Quick Question, how did you install WebKitGTK on Mac. I’m not exactly sure how to build it from that website cause I am not totally familiar with make or CMAKEing something?
Yes, but sometimes I don’t have access to that computer or it is dead because it barely lasts five minutes.
The Windows-only compatibility is most likely because the driver station is built on top of lab view
This was a bad decision by FIRST and NI. The tool could be electron or QT based to have compatibility across all platforms
Recently, labview libraries stopped working on my laptop and after several hours of debugging and trying to fix, the solution that worked was to Reimage the laptop
Do you know OpenDS? I never tested it, but it received a protocol update of 2022.

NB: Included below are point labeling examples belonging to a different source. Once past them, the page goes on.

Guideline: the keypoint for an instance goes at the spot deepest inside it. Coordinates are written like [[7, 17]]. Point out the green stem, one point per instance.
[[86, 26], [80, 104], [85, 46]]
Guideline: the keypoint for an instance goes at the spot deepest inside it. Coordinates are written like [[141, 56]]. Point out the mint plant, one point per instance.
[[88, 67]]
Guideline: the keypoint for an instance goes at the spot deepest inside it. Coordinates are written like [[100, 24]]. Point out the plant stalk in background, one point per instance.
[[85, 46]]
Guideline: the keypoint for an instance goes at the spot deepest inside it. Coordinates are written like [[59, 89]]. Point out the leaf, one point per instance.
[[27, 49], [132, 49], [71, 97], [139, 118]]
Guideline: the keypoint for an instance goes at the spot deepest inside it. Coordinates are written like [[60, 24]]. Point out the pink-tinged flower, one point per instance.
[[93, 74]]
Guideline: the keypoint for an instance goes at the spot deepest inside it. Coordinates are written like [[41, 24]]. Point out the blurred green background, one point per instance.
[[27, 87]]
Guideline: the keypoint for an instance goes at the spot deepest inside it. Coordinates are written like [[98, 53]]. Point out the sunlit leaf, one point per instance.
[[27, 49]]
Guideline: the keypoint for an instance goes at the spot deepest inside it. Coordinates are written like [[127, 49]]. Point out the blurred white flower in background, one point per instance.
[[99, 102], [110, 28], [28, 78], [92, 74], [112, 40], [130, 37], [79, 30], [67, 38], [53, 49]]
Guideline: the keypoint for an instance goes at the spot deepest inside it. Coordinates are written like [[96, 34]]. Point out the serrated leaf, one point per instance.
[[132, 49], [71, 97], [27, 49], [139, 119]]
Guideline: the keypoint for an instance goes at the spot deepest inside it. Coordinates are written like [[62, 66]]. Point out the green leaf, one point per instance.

- The DS is designed and built by NI. LabView is a natural choice for NI to use, for obvious reasons.
- The DS was initially designed in 2009 to run on the Classmate netbook (Atom-based). Electron did not exist, and isn’t a good choice for hard real time applications anyway.
- Compatibility across all platforms is more complicated than just the dev environment / windowing toolkit. Joystick consistency (button and axis mapping and how things enumerate) is notoriously bad across platforms. The DS also does a lot more than just read joysticks and send them to the robot. For example, for robustness at events, the DS does some low level (platform specific) things with DHCP leases and network interfaces.
- NI only supports USB connections to the Rio on Windows. The Rio and radio imaging tools only run on Windows. Etc. So Windows is required for more than just the DS.
- It’s much easier for support reasons for FIRST to require a single OS at competition events. That way when issues happen at the field the FTA and CSAs only have to know debugging/common fixes for one platform. Similarly, from a development perspective, it is significantly easier to only need to isolate issues and develop and test changes on one platform rather than multiple.
- Windows is by far the most common platform used by teams. A typical WPILib release will have 5-7x the number of Windows downloads to the number of Mac downloads (and that’s likely an undercount, as it’s more likely that one Windows download is installed on multiple team machines).
x86_64 only I believe. I will try when I get home.